Turning to the underlying mechanism, Corry explained, “After cells come into any region of the body, as part of an inflammation, they have to leave, as part of the normal process of resolving the inflammation. Once the inflammatory insult has resolved, then the body will have to do something to turn it off. Those exit mechanisms are more mysterious than the ones that initiate the inflammation,” he pointed out. “This provided us with insight into the resolution of the asthmatic inflammation. MMP2 is a very important part of that resolution process. So the way this process appears to work is that in order for these eosinophils or other inflammatory cells relevant to asthma to come into the lung, they must be induced to enter in response to a variety of molecular signals.

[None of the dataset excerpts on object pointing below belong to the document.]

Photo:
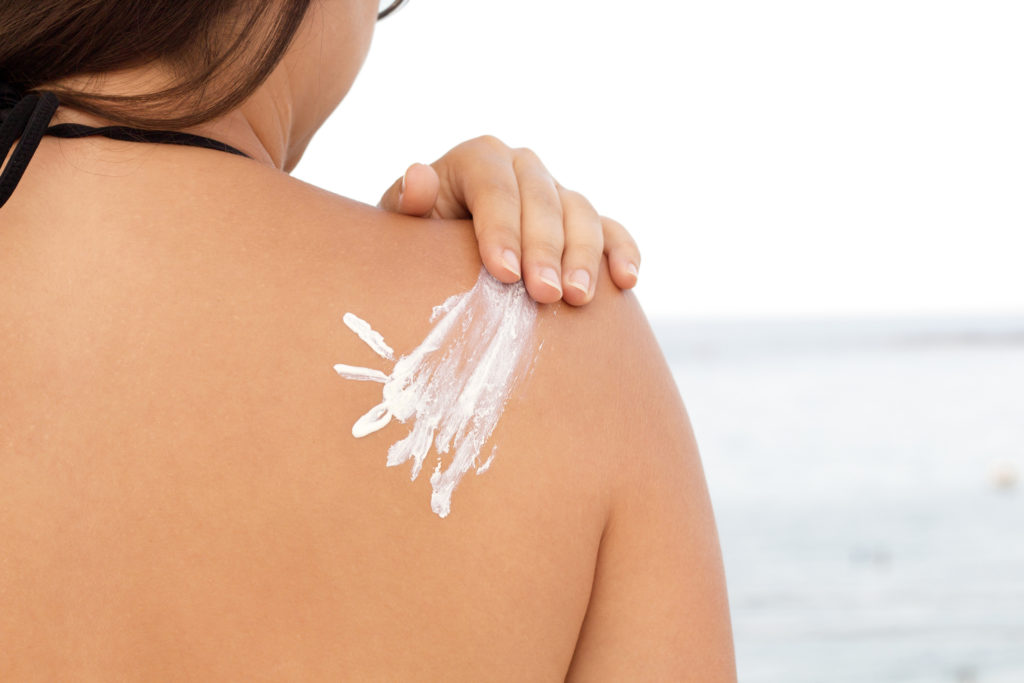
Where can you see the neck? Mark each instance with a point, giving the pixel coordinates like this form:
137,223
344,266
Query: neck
260,126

“The most important of these,” Corry said, “is the signal carried by chemokines a group of molecules expressed in sites of inflammation. Their presence is detected by chemokine receptors, which are present on inflammatory cells. They will migrate into the organ the lung in this case according to the concentration gradient of these chemokines. These move from low to high concentration. It turns out they follow the same process to get out. Once cells have come into the lung and done their duty, whatever it is, as part of their inflammatory program, they then leave the lung, according to a second chemokine gradient.

“In the lung,” Corry went on, “that gradient is established across the airway wall. So cells come into the blood stream, and cross the endothelium of the blood vessels to get into the lung. But to get out again, once in the airway, they are coughed up in mucus and then swallowed. You literally digest away your lung inflammation. We determined that MMP2 is required to establish this chemokine gradient, which is necessary to get the cells out of the middle of the lung and into the airway, where they can be effectively cleared.”

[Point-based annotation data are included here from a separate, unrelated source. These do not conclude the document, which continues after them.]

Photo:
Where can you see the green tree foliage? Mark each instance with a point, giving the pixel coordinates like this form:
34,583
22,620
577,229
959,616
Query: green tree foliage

TH2: Prime Asthma Perpetrator

“In this asthma model,” Corry observed, “there’s one particular leukocyte, called a T-helper cell type 2 (TH2), that is absolutely required for the experimental asthma phenotype. And it’s the T-helper cells type 2 that are responsible for asthma. To cause disease, first they have to come into the lungs. The chemokines call them in. Once in a while that TH2 leukocyte reactivates and makes a large series of interleukin-type cytokines like IL4, 5, 6, 9, 13 kind of a numbers game. The bottom line is that IL-13 is the most important. For one thing, TH2 induces the chemokines that are required to get other inflammatory cells into the lung. IL-13 acts on the airway to induce mucus oversecretion, and a physiological phenomenon called airway hyperresponsiveness. These are two features of airway obstruction that are thought to be relevant to human asthma.”